Histiocytosis


Acknowledgment

The authors would like to acknowledge the contribution of Drs. Jeremy Gibson and Meenakshi Dogra to this text in the previous edition.

Risk

  • LCH is the most commonly known form.

  • Incidence: 1:250,000 in children, with about a third of this incidence in adults.

  • Seen in all ages, but peak incidence is at 0–3 y of age.

  • Male:female ratio: 1.5:1.

  • Sporadic development with no established genetic predisposition.

Perioperative Risks

  • Dependent on organ systems involved and extent of dysfunction

Worry About

  • Specific organ dysfunction caused by infiltration with histiocytes, including liver, lungs, hematopoietic system, pituitary, spleen, and bone

  • Can involve single or multiple sites and organs

  • Treated with steroids and chemotherapy, which may cause adrenal insufficiency and result in the pt requiring stress steroids in the periop period

  • Central diabetes insipidus due to posterior pituitary involvement

  • Cervical instability if lesions present in cervical vertebrae

  • Severe pulm dysfunction possible; pulm Htn without overt right heart failure

Overview

  • A broad group of disorders involving infiltration of affected organs with monocytes, macrophages, and dendritic cells.

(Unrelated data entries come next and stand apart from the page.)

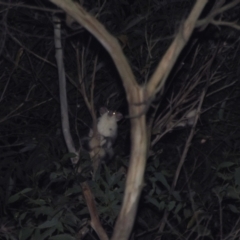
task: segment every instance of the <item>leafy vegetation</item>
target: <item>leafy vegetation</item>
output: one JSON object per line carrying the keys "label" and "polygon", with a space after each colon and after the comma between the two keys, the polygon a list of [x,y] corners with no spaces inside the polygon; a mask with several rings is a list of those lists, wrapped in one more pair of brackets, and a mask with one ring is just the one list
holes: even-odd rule
{"label": "leafy vegetation", "polygon": [[[82,2],[119,40],[141,84],[154,72],[194,4]],[[116,68],[96,39],[81,26],[65,25],[65,14],[48,1],[1,2],[0,7],[0,239],[97,239],[80,187],[86,180],[111,236],[128,172],[130,125],[128,118],[120,122],[116,156],[92,181],[91,160],[81,148],[92,119],[80,82],[89,96],[95,74],[95,109],[107,105],[128,116]],[[212,7],[209,3],[203,17]],[[239,24],[239,7],[219,19]],[[63,25],[68,114],[74,143],[81,149],[81,174],[71,165],[61,130],[51,18],[56,10]],[[153,122],[132,239],[239,239],[239,65],[237,29],[196,29],[147,113],[148,122]],[[179,119],[197,108],[205,90],[194,129],[180,127]]]}

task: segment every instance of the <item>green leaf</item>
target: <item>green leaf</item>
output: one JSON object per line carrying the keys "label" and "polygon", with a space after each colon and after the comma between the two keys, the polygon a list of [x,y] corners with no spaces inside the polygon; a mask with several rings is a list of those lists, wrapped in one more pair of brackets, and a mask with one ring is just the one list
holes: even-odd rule
{"label": "green leaf", "polygon": [[75,240],[76,238],[70,234],[59,234],[54,237],[50,237],[49,240]]}
{"label": "green leaf", "polygon": [[32,191],[32,188],[25,188],[22,191],[12,195],[9,199],[8,199],[8,203],[13,203],[16,202],[20,197],[22,197],[23,194]]}
{"label": "green leaf", "polygon": [[154,175],[158,181],[160,181],[168,190],[170,190],[170,186],[169,186],[165,176],[162,173],[155,173]]}
{"label": "green leaf", "polygon": [[220,170],[222,168],[229,168],[229,167],[232,167],[233,165],[235,165],[235,163],[233,163],[233,162],[223,162],[223,163],[219,164],[217,170]]}
{"label": "green leaf", "polygon": [[31,227],[22,228],[19,232],[19,239],[20,240],[28,239],[30,236],[32,236],[33,231],[34,231],[34,228],[31,228]]}
{"label": "green leaf", "polygon": [[58,224],[59,220],[57,218],[53,218],[52,220],[48,220],[44,223],[42,223],[41,225],[38,226],[38,228],[42,229],[42,228],[49,228],[49,227],[53,227],[56,226]]}
{"label": "green leaf", "polygon": [[169,204],[168,204],[168,210],[169,210],[169,211],[172,211],[173,208],[175,207],[175,205],[176,205],[176,201],[171,201],[171,202],[169,202]]}
{"label": "green leaf", "polygon": [[234,206],[232,204],[228,204],[228,207],[233,213],[240,213],[240,211],[237,209],[236,206]]}

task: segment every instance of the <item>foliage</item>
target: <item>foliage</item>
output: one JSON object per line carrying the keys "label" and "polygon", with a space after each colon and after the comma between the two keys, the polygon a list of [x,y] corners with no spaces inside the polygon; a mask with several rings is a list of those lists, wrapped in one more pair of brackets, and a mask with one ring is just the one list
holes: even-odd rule
{"label": "foliage", "polygon": [[[31,1],[31,4],[39,7],[38,1]],[[54,8],[48,2],[41,4]],[[138,82],[144,84],[193,1],[85,1],[83,5],[117,37]],[[83,171],[76,174],[61,133],[51,14],[27,7],[0,6],[5,14],[0,49],[3,56],[0,237],[76,239],[76,232],[85,226],[89,228],[89,213],[79,184],[86,179],[95,196],[101,222],[110,236],[121,207],[128,168],[128,121],[122,121],[119,126],[115,146],[117,157],[102,166],[97,181],[90,180],[91,163],[84,150],[81,151]],[[238,11],[239,6],[222,14],[222,18],[235,21]],[[64,22],[61,13],[60,17]],[[156,124],[159,116],[164,119],[166,112],[173,114],[178,108],[180,112],[175,118],[183,115],[186,99],[175,109],[171,102],[182,86],[190,86],[199,80],[187,96],[192,103],[199,98],[208,76],[214,75],[214,83],[208,88],[191,147],[174,189],[173,179],[191,127],[168,130],[150,148],[133,230],[136,239],[160,236],[164,239],[239,238],[238,36],[233,29],[217,29],[211,25],[204,31],[196,30],[176,63],[164,92],[156,96],[153,104],[157,111],[155,125],[150,130],[151,140],[157,133],[164,132],[170,122],[167,119],[159,127]],[[118,73],[101,45],[83,28],[73,30],[68,26],[64,26],[63,43],[69,80],[70,125],[74,143],[79,147],[87,136],[91,118],[78,90],[82,79],[87,95],[90,94],[96,55],[95,108],[107,105],[124,115],[128,112]],[[221,51],[215,55],[211,67],[198,73],[217,48]],[[150,109],[148,119],[153,109]],[[168,217],[161,232],[165,214]],[[96,236],[89,233],[85,239],[93,237]]]}

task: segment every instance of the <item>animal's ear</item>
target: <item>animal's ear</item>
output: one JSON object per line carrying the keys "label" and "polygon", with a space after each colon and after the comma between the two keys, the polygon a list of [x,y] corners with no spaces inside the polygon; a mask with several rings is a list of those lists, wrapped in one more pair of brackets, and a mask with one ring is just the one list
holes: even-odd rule
{"label": "animal's ear", "polygon": [[108,109],[106,107],[101,107],[99,112],[100,112],[100,115],[102,116],[104,113],[108,112]]}
{"label": "animal's ear", "polygon": [[123,115],[119,112],[116,113],[116,119],[117,121],[120,121],[123,118]]}

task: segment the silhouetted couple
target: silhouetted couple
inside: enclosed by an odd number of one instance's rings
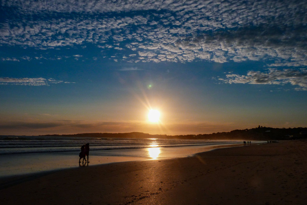
[[[88,161],[88,155],[90,152],[90,144],[87,143],[85,144],[84,144],[82,145],[81,147],[81,152],[79,154],[79,156],[80,157],[80,159],[79,159],[79,163],[81,163],[81,158],[83,158],[83,160],[82,161],[82,163],[83,163],[83,162],[84,160],[85,161],[87,161],[87,163],[89,162]],[[86,161],[86,160],[85,159],[85,156],[87,156],[87,161]]]

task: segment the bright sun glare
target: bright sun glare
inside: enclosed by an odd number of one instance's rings
[[[157,110],[151,109],[148,113],[148,120],[151,122],[157,122],[160,117],[160,112]]]

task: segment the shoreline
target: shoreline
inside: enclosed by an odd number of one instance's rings
[[[124,161],[142,161],[186,157],[216,148],[243,146],[241,144],[152,147],[126,149],[93,150],[90,152],[89,165]],[[77,168],[79,152],[7,154],[3,157],[0,170],[0,184],[4,178],[50,171]],[[82,164],[81,164],[82,166]],[[83,165],[88,165],[84,164]]]
[[[6,204],[305,204],[305,140],[62,170],[2,189]],[[26,188],[25,188],[26,187]]]

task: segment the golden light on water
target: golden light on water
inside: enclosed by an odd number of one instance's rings
[[[147,150],[148,151],[149,157],[152,158],[152,160],[157,159],[157,158],[159,157],[159,155],[161,153],[159,147],[151,147],[147,148]]]

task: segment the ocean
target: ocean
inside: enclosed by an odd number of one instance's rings
[[[90,163],[79,163],[81,146],[87,143]],[[243,141],[237,140],[0,136],[0,177],[115,162],[186,157],[234,145],[243,146]]]

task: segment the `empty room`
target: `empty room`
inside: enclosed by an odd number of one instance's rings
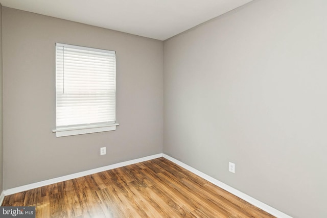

  • The most commonly discussed disorder is LCH, previously known separately as eosinophilic granuloma, Hand-Schüller-Christian disease, and Letterer-Siwe disease.

  • Severity of clinical symptoms varies markedly and can involve primarily skin and/or bone or liver, lung, or brain.

  • Can be limited or progressive and fatal. Younger children with multiple or severe organ involvement of “risk organs” (liver, lungs, spleen, hematopoietic system) have a high mortality.

  • Usual clinical presentation is in the first decade of life.

  • Pathophysiology is unclear and treatment is nonspecific.